Todo mundo precisava dela.
E Clarice já nem sabia mais do que ela precisava.
A atendente chamou a senha dela, e a pergunta ficou ecoando por dentro como música chata que a gente tenta esquecer e não consegue. Ela entrou com a mãe no consultório, ouviu o médico falar de colesterol, de rotina, de cuidado, de acompanhamento. Concordou com tudo. Marcou retorno. Guardou papel. Pegou receita. Fez o que sempre fazia: resolveu.
Na volta para casa, passou na farmácia, no mercado, na padaria, na lotérica. Quando finalmente abriu o portão, já estava escuro. Eduardo nem levantou os olhos do sofá.
— Você demorou.
Nem “boa noite”.
Ela colocou as compras na cozinha, tirou o frango do congelador, ligou o arroz, separou os comprimidos da mãe em cima da mesa. Só então percebeu que ainda estava pensando no estranho da clínica.
“Você tá feliz?”
Era quase ofensivo. Como se houvesse tempo para isso.
Naquela noite, deitada ao lado do marido que dormia virado para o outro lado, Clarice tentou lembrar da última vez em que tinha sentido alegria sem culpa. Não paz. Não alívio. Alegria. Daquelas que enchem o peito e fazem a pessoa esquecer a hora.
Não conseguiu.
Lembrou só de contas.
Da reforma que nunca terminava.
Da mãe ficando mais dependente.
De Caio, o filho de dezesseis anos, cada dia mais fechado.
E do casamento que, se fosse uma roupa, ela já teria jogado fora há tempos, mas continuava usando porque ainda cobria o corpo.
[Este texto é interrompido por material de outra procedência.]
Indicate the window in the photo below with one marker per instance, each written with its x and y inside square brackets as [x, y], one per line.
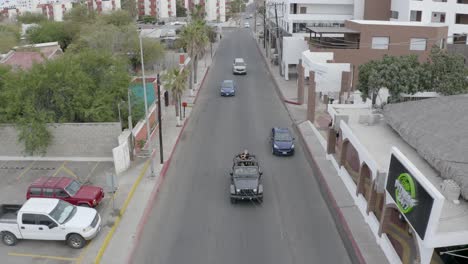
[380, 42]
[418, 44]
[44, 220]
[415, 15]
[35, 191]
[29, 219]
[60, 193]
[48, 192]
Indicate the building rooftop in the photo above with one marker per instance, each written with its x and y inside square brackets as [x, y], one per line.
[331, 30]
[378, 139]
[24, 57]
[398, 23]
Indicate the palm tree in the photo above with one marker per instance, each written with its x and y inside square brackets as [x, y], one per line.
[175, 80]
[194, 39]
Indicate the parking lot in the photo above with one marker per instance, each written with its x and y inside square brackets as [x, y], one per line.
[16, 176]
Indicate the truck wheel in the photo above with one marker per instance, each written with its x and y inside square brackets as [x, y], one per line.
[76, 241]
[9, 239]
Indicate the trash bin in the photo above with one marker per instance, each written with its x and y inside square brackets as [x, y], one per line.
[166, 98]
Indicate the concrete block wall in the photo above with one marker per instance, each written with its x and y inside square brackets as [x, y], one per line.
[88, 140]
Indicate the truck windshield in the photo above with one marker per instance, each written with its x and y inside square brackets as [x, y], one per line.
[73, 188]
[63, 212]
[246, 172]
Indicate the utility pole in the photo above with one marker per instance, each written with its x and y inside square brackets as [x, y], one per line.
[130, 123]
[159, 121]
[278, 39]
[148, 133]
[255, 19]
[264, 26]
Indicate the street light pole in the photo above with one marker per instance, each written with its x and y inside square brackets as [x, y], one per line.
[130, 123]
[159, 122]
[148, 134]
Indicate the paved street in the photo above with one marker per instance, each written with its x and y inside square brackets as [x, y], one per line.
[193, 221]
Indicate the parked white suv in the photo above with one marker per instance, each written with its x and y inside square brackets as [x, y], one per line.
[48, 219]
[239, 66]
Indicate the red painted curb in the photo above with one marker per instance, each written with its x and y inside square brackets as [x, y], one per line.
[291, 102]
[153, 195]
[334, 204]
[157, 186]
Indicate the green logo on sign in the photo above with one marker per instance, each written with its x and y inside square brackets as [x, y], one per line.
[405, 193]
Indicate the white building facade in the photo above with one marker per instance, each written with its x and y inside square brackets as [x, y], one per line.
[295, 15]
[161, 9]
[453, 13]
[215, 10]
[55, 10]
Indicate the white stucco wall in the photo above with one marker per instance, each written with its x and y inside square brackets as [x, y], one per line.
[327, 75]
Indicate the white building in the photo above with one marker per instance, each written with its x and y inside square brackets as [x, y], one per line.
[453, 13]
[295, 15]
[215, 9]
[104, 6]
[54, 10]
[161, 9]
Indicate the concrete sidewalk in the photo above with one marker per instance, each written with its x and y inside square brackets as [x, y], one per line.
[357, 236]
[138, 189]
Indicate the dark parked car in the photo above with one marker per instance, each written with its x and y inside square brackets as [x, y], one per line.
[246, 179]
[282, 142]
[66, 189]
[228, 88]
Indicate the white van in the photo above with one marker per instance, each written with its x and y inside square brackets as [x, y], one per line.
[239, 66]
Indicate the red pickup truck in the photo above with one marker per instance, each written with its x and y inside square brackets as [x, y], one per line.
[66, 189]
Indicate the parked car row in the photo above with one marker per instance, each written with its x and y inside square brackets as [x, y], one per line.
[57, 208]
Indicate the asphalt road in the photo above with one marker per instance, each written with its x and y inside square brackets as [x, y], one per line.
[193, 221]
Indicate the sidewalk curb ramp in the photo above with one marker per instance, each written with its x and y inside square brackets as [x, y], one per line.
[157, 186]
[349, 242]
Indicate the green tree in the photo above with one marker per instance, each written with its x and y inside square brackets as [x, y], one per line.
[82, 87]
[448, 72]
[30, 18]
[175, 80]
[153, 51]
[181, 11]
[51, 31]
[9, 37]
[194, 40]
[398, 74]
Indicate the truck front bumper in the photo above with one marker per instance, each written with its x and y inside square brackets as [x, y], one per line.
[247, 197]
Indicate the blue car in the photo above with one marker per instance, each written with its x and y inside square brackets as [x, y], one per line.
[228, 88]
[282, 142]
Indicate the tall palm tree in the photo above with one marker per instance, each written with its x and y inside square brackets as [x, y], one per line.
[175, 80]
[194, 39]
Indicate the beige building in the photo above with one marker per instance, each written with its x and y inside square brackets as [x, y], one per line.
[361, 41]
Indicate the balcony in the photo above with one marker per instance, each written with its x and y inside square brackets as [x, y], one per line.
[318, 39]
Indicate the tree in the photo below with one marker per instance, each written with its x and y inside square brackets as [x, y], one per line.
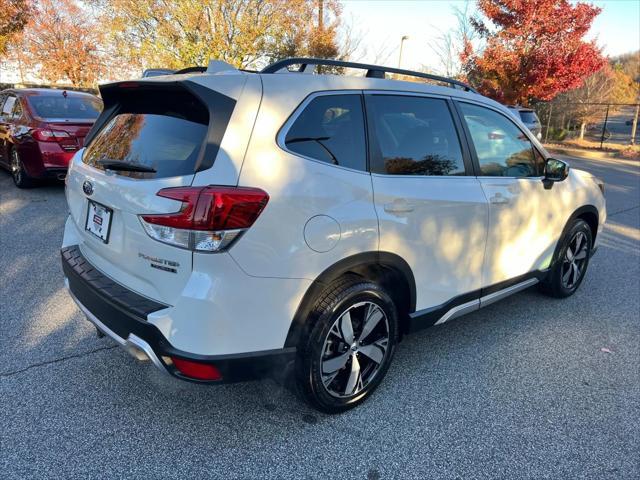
[584, 105]
[62, 42]
[244, 33]
[449, 45]
[534, 49]
[14, 15]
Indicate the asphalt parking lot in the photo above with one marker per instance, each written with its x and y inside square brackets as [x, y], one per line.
[530, 387]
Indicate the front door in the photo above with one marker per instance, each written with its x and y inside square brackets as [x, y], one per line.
[431, 209]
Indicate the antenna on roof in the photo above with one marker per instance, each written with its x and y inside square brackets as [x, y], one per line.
[216, 66]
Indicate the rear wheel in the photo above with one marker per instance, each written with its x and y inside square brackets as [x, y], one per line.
[572, 261]
[20, 177]
[349, 346]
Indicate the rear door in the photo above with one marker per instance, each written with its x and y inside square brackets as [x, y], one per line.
[431, 209]
[172, 130]
[523, 225]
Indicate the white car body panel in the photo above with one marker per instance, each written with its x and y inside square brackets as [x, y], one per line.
[444, 233]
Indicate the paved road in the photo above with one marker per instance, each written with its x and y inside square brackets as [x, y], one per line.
[521, 389]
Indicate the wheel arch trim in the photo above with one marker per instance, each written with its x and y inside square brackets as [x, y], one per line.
[341, 267]
[578, 213]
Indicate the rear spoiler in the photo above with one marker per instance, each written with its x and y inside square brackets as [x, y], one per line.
[219, 106]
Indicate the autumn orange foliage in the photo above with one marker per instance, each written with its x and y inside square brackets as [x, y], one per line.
[534, 49]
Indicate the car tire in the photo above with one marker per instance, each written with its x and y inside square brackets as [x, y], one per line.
[571, 261]
[348, 346]
[19, 175]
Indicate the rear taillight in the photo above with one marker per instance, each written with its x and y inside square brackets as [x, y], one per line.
[46, 135]
[210, 218]
[197, 370]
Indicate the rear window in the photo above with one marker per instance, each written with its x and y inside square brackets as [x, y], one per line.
[48, 107]
[528, 116]
[163, 132]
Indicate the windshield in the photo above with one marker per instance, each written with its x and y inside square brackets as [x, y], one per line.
[57, 106]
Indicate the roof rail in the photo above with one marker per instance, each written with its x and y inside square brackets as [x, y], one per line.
[373, 71]
[196, 69]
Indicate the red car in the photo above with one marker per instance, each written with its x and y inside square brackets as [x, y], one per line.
[41, 129]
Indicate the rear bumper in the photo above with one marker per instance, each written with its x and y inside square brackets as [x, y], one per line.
[122, 315]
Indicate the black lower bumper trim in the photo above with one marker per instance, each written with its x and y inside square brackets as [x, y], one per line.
[125, 312]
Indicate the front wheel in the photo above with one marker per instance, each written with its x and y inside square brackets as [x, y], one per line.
[572, 261]
[349, 345]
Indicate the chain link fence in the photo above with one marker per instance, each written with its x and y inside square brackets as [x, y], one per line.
[589, 124]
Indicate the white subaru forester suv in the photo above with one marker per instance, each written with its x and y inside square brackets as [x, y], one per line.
[224, 223]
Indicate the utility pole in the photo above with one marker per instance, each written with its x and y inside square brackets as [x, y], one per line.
[635, 125]
[404, 37]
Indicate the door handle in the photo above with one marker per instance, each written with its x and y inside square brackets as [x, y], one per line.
[399, 206]
[499, 199]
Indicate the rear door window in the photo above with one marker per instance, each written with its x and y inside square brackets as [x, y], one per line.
[162, 132]
[413, 136]
[331, 129]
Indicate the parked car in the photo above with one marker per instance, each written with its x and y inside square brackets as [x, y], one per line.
[530, 118]
[41, 129]
[223, 224]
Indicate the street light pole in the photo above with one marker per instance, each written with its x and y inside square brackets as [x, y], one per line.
[404, 37]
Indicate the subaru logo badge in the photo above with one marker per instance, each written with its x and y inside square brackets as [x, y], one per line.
[87, 187]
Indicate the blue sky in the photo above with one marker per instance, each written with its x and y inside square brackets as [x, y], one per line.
[382, 23]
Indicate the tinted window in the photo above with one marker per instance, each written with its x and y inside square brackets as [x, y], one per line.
[162, 132]
[7, 108]
[503, 150]
[17, 110]
[528, 116]
[331, 129]
[415, 136]
[58, 106]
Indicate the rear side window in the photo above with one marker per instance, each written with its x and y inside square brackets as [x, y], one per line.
[330, 129]
[413, 136]
[54, 106]
[164, 132]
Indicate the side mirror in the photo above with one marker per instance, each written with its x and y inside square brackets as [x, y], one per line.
[554, 171]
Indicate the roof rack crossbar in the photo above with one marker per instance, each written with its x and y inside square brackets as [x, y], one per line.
[373, 71]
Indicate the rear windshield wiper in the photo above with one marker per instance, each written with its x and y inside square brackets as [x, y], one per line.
[319, 141]
[125, 166]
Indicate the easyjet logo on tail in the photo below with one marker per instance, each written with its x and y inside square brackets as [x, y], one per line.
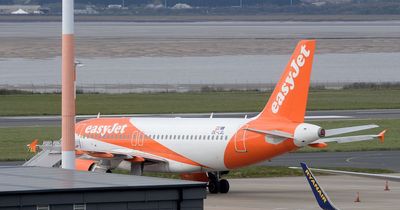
[289, 83]
[106, 129]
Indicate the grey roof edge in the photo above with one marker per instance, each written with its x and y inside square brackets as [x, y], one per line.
[98, 189]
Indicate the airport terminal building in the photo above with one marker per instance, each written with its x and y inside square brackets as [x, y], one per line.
[34, 188]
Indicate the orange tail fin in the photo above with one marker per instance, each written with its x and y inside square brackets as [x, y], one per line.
[32, 146]
[289, 98]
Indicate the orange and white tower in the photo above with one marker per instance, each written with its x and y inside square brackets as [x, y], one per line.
[68, 79]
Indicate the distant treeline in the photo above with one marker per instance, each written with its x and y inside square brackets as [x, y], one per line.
[198, 3]
[231, 7]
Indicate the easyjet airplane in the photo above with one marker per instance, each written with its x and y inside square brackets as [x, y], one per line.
[204, 149]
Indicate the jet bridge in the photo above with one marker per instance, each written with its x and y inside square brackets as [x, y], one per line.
[49, 156]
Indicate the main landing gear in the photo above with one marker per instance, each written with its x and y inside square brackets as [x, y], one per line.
[216, 184]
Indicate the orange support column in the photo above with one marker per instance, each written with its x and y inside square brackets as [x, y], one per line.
[68, 95]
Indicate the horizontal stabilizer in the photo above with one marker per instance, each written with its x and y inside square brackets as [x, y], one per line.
[359, 174]
[338, 131]
[348, 139]
[272, 132]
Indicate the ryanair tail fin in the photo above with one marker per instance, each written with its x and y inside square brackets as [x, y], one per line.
[289, 98]
[321, 197]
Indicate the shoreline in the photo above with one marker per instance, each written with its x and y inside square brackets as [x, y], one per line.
[202, 18]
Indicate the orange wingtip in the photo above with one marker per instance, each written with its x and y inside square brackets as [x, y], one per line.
[381, 136]
[32, 146]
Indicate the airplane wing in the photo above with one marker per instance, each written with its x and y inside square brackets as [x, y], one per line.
[368, 175]
[330, 132]
[322, 198]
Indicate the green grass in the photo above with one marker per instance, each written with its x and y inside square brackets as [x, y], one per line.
[13, 141]
[236, 101]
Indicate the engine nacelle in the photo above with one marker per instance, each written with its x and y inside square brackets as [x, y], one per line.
[84, 165]
[305, 134]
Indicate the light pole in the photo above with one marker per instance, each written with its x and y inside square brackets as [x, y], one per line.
[67, 86]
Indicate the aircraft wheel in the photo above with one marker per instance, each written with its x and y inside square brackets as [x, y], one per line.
[213, 187]
[223, 186]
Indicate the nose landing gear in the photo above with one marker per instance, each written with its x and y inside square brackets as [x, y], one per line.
[216, 184]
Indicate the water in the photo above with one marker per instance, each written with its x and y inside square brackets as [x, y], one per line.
[273, 30]
[228, 69]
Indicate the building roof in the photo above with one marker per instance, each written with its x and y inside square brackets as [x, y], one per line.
[18, 179]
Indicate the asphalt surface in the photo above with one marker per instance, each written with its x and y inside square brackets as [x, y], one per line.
[294, 193]
[25, 121]
[369, 159]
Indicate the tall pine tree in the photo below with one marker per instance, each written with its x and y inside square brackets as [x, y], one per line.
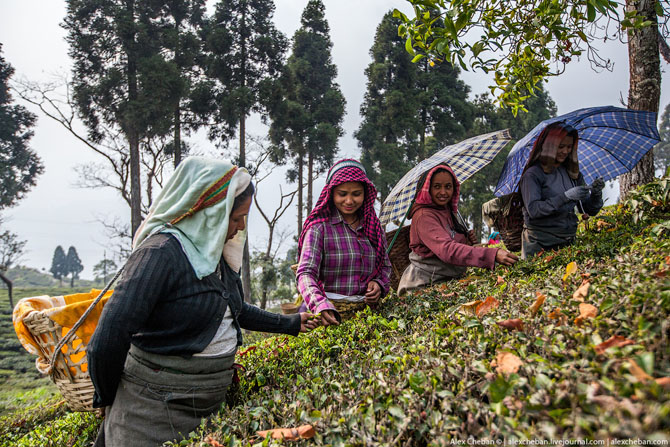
[20, 165]
[245, 52]
[180, 23]
[489, 118]
[662, 149]
[59, 264]
[73, 265]
[120, 77]
[410, 109]
[307, 119]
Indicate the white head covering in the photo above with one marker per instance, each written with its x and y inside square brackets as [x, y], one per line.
[195, 206]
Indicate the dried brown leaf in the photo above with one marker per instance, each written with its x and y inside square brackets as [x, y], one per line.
[616, 341]
[638, 372]
[507, 363]
[469, 308]
[289, 434]
[582, 291]
[569, 270]
[513, 325]
[556, 314]
[487, 306]
[539, 300]
[586, 310]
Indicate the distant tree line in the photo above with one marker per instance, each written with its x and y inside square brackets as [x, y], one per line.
[63, 264]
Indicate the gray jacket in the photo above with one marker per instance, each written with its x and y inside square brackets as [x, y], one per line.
[545, 206]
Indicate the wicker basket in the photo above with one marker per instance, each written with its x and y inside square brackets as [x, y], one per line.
[399, 254]
[70, 370]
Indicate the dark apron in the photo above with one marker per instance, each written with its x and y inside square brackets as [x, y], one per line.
[161, 398]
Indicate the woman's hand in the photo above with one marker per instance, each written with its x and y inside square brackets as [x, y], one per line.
[373, 292]
[505, 258]
[308, 321]
[328, 317]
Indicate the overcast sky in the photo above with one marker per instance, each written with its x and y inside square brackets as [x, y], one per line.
[56, 213]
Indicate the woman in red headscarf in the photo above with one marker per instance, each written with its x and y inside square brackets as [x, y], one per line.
[442, 248]
[342, 247]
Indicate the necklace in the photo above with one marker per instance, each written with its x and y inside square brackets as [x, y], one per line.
[353, 222]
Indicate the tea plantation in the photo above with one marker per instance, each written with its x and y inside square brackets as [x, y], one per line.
[572, 345]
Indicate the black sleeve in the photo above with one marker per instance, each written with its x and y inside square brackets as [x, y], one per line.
[594, 203]
[147, 275]
[255, 319]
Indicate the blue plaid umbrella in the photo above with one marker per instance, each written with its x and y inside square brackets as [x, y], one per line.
[611, 142]
[464, 158]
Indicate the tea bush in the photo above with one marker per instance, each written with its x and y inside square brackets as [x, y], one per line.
[435, 367]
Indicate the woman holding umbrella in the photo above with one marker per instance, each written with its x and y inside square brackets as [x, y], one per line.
[343, 263]
[442, 248]
[551, 187]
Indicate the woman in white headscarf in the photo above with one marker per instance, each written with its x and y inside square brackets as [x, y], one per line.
[162, 354]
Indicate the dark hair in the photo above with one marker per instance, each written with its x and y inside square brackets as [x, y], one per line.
[458, 226]
[243, 196]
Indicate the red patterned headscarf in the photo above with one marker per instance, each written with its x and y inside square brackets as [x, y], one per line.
[344, 171]
[423, 197]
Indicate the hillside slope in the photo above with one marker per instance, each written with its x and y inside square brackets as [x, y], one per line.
[434, 367]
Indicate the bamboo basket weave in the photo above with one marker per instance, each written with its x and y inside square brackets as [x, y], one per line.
[399, 254]
[69, 371]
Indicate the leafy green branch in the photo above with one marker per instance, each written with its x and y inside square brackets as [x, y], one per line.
[521, 42]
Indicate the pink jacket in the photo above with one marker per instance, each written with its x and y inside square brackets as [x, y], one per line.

Eduardo não era um homem de bater. Nem de gritar muito. O que ele fazia era pior de um jeito que quase ninguém via. Ele diminuía. Corrigia. Ironizava. Podava.
Quando Clarice ria alto, ele perguntava de que tanta alegria.
Quando ela comprava uma blusa nova, ele dizia que não precisava gastar com vaidade.
Quando ela falava em voltar a trabalhar fora, ele lembrava que a mãe dela já dava trabalho demais.
Quando ela ficava em silêncio, ele dizia que ela estava amarga.
Aos poucos, Clarice foi aprendendo a existir sem ocupar espaço.
No sábado seguinte, ela voltou à clínica para buscar o resultado de outro exame da mãe. Não queria admitir nem para si mesma, mas reparou no banco de cimento antes mesmo de subir a rampa.
O homem estava lá de novo.
Dessa vez, segurava um copo de café. Quando viu Clarice, fez um aceno discreto, como quem cumprimenta alguém conhecido do ônibus. Ela pensou em seguir direto. Não seguiu.
— Você pergunta isso pra todo mundo? — disparou, parando na frente dele.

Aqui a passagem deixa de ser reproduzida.